Aaron Wall jest wiodącym autorytetem w dziedzinie optymalizacji pod kątem wyszukiwarek. Jego 328-stronicowy, stale aktualizowany e-book SEO jest niezastąpioną lekturą dla każdego, kto sprzedaje online, a ja jestem dumnym właścicielem.
Podobnie Blog Aarona jest skarbnicą informacji i wierzę, że zdecydowana większość jego sukcesu w sprzedaży książki pochodzi z jego bloga. Treść jest świetna, a projekt autorstwa Chrisa Pearsona zapewnia wspaniałą prezentację dla samego bloga.
Jak każdy inteligentny wydawca produktów informacyjnych online, Aaron ma również program partnerski. Ruch partnerski różni się nieco od powtarzających się czytelników bloga, ponieważ partnerzy chcą wysyłać odwiedzających bezpośrednio na stronę sprzedaży w nadziei, że ruch natychmiast przekształci się w sprzedaż.
Myślę, że tutaj może być problem. Z punktu widzenia prezentacji, list sprzedaży po prostu nie wydaje się pasować. Dodatkowo, podczas gdy historia, którą opowiada Aaron, jest na celowniku, organizacja elementów kopii może skorzystać z pewnych poprawek.
I zawsze chcemy spróbować nowego nagłówka, prawda?
Zanim cokolwiek zrobiłem, wrzuciłem masę ruchu bezpośrednio na stronę Sprzedaży Aarona, aby zobaczyć, jak dobrze się przekonwertował. Krótka odpowiedź brzmi, że nie.
Aaron sprzedaje wiele książek ze względu na doskonałą wartość, którą zapewnia za pośrednictwem swojego bloga. Czułem, że mógłby sprzedać jeszcze więcej, gdyby jego strona sprzedaży została zoptymalizowana tak, aby lepiej pasowała do ogólnego tonu i prezentacji jego bloga.
Spójrz na aktualną stronę Sprzedaży Aarona.

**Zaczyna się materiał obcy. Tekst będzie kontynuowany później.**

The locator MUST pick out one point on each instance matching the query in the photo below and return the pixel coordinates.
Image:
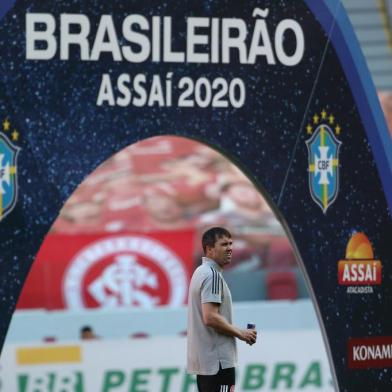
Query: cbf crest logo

Przerobiłem stronę, a w czwartek Aaron ją ujawni, żebyście mogli zobaczyć, co zmieniłem i dlaczego. Poza tym, na początku przyszłego tygodnia Aaron przeprowadzi ze mną wywiad na swoim blogu.
Będziemy wtedy oczywiście musieli spojrzeć na to, co naprawdę się liczy … zwiększone konwersje, czy nie?
Aktualizacja: Oto nowa strona sprzedaży i moje wyjaśnienie zmian.